Ribera ha ammesso che c’è un «complicato equilibrio» da raggiungere tra la rapida elettrificazione e «uno squilibrio con la capacità dei marchi europei di fornire in termini di quantità e qualità ciò che vorremmo vedere circolare sulle nostre strade».

Il commissario, responsabile della strategia dell’Ue per l’industria verde ha dichiarato che un eventuale sistema di incentivi sarebbe una delle numerose misure a sostegno di un settore ritenuto vitale per l’economia europea. Le case automobilistiche europee, sostiene, «hanno bisogno di una visione globale su come aggiornare le loro capacità e recuperare il ritardo rispetto a ciò che è già richiesto a livello mondiale». Al contrario, il Presidente degli Stati Uniti Donald Trump ha annunciato in questi giornila volontà di porre fine ai «sussidi ingiusti» per i veicoli elettrici.
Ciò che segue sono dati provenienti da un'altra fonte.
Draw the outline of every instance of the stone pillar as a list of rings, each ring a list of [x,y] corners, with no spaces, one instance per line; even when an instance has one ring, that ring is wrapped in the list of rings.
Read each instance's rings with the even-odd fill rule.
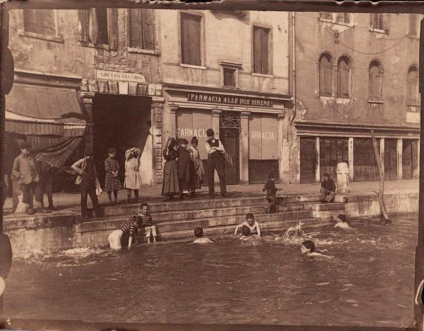
[[[402,155],[403,155],[403,140],[400,138],[398,139],[397,145],[397,157],[398,157],[398,179],[403,179],[402,169]]]
[[[284,112],[277,115],[278,177],[280,182],[288,184],[289,174],[286,171],[286,169],[288,168],[289,160],[289,153],[287,152],[288,151],[286,150],[287,147],[287,126],[285,125],[286,123],[285,123],[285,119],[286,119],[285,110]],[[285,153],[285,151],[286,152]]]
[[[384,150],[385,150],[385,140],[384,138],[382,138],[380,140],[380,159],[381,160],[381,167],[383,168],[383,171],[384,171]]]
[[[82,113],[84,115],[84,119],[87,122],[88,125],[85,129],[84,134],[84,153],[85,154],[90,154],[94,152],[94,143],[93,138],[93,98],[94,97],[95,93],[83,91],[79,92],[79,97],[82,101],[84,107],[82,110]]]
[[[178,110],[178,106],[173,105],[171,106],[171,118],[170,118],[170,136],[176,138],[176,112]]]
[[[241,114],[241,133],[240,148],[240,181],[248,184],[249,181],[249,119],[250,111]]]
[[[349,166],[349,180],[353,181],[353,174],[355,173],[353,163],[353,138],[350,137],[347,142],[347,163]]]
[[[152,131],[153,134],[152,159],[154,171],[152,182],[152,184],[159,184],[162,183],[163,179],[162,129],[165,100],[162,97],[153,97],[152,101]]]
[[[315,138],[315,149],[316,149],[316,160],[315,161],[315,181],[320,183],[321,181],[321,173],[320,171],[320,137]]]
[[[212,110],[212,129],[215,132],[215,138],[219,137],[219,115],[222,110],[217,108]]]

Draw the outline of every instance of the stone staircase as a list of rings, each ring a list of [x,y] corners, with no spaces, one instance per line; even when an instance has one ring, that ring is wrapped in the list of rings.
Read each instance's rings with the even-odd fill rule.
[[[320,203],[318,195],[281,197],[280,211],[265,213],[267,204],[263,197],[217,198],[193,199],[167,203],[149,204],[150,213],[157,227],[161,241],[194,239],[193,230],[203,228],[205,236],[227,235],[233,233],[236,225],[244,221],[252,213],[262,232],[281,231],[299,221],[306,227],[328,224],[339,214],[345,212],[345,203]],[[140,204],[122,204],[104,207],[107,217],[78,223],[77,241],[82,246],[104,246],[112,230],[120,223],[140,211]]]

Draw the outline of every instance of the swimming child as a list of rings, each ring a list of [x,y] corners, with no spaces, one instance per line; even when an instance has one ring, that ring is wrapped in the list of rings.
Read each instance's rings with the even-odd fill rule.
[[[260,237],[261,229],[259,228],[259,223],[255,221],[253,214],[249,213],[246,216],[246,221],[245,222],[243,222],[235,227],[234,234],[237,234],[237,232],[240,228],[243,228],[243,226],[247,226],[250,230],[250,234],[255,235],[258,237]]]
[[[123,222],[116,230],[112,231],[108,238],[109,245],[114,251],[120,251],[122,247],[121,240],[123,238],[128,237],[128,249],[131,245],[135,236],[138,233],[138,228],[141,225],[142,219],[139,216],[133,216],[131,220]]]
[[[104,180],[104,189],[108,193],[109,203],[112,203],[112,193],[114,192],[114,202],[117,203],[118,190],[122,189],[122,185],[118,178],[119,171],[119,164],[116,160],[116,150],[115,148],[108,149],[108,156],[104,160],[104,167],[106,177]]]
[[[194,229],[194,236],[197,239],[193,241],[195,244],[208,244],[213,242],[209,238],[205,238],[203,237],[203,229],[199,227]]]
[[[327,258],[332,258],[334,257],[328,255],[324,255],[324,254],[321,254],[321,253],[315,252],[315,244],[313,243],[313,241],[310,240],[305,240],[302,243],[300,250],[302,252],[302,254],[306,254],[309,257],[326,257]]]
[[[336,225],[334,225],[334,227],[339,227],[341,229],[352,228],[347,223],[347,222],[346,221],[346,216],[344,215],[340,214],[337,215],[337,220],[336,221],[337,222]]]
[[[251,229],[249,226],[243,225],[241,228],[242,236],[240,237],[240,239],[242,240],[247,240],[250,239],[254,239],[253,236],[251,234]]]

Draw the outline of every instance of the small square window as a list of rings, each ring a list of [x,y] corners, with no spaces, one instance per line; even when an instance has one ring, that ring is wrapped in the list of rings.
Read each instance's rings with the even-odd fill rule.
[[[236,87],[235,84],[235,69],[231,68],[223,68],[224,86]]]

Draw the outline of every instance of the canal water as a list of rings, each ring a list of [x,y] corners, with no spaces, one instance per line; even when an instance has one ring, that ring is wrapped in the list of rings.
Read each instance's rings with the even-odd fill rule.
[[[87,322],[406,327],[418,215],[209,245],[76,249],[15,260],[4,315]],[[299,230],[299,229],[298,229]],[[297,233],[295,233],[296,232]],[[287,238],[289,237],[289,238]],[[331,259],[300,252],[312,238]]]

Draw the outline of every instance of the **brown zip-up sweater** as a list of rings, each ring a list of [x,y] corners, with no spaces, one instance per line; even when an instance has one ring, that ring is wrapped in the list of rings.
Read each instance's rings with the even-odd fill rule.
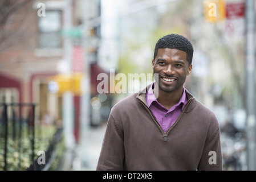
[[[145,93],[130,95],[111,109],[96,170],[222,170],[214,113],[186,89],[188,103],[164,133]]]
Nessuno slittamento ma apertura sulle multe

Ribera, socialista ed ex vice primo ministro spagnolo, ha escluso la possibilità di uno slittamento della scadenza del 2035 per la cessazione delle vendite di motori a combustione interna: «L’industria automobilistica - afferma - vuole prevedibilità e chiarezza». La vicepresidente si è tuttavia detta aperta alla flessibilità sugli obiettivi annuali di vendita di veicoli elettrici e sulle multe che le case automobilistiche devono pagare in caso di mancato raggiungimento dei target. Ribera ha affermato che c’è una «interlocuzione aperta» con le case automobilistiche su impegni alternativi che queste potrebbero assumere in termini di investimenti.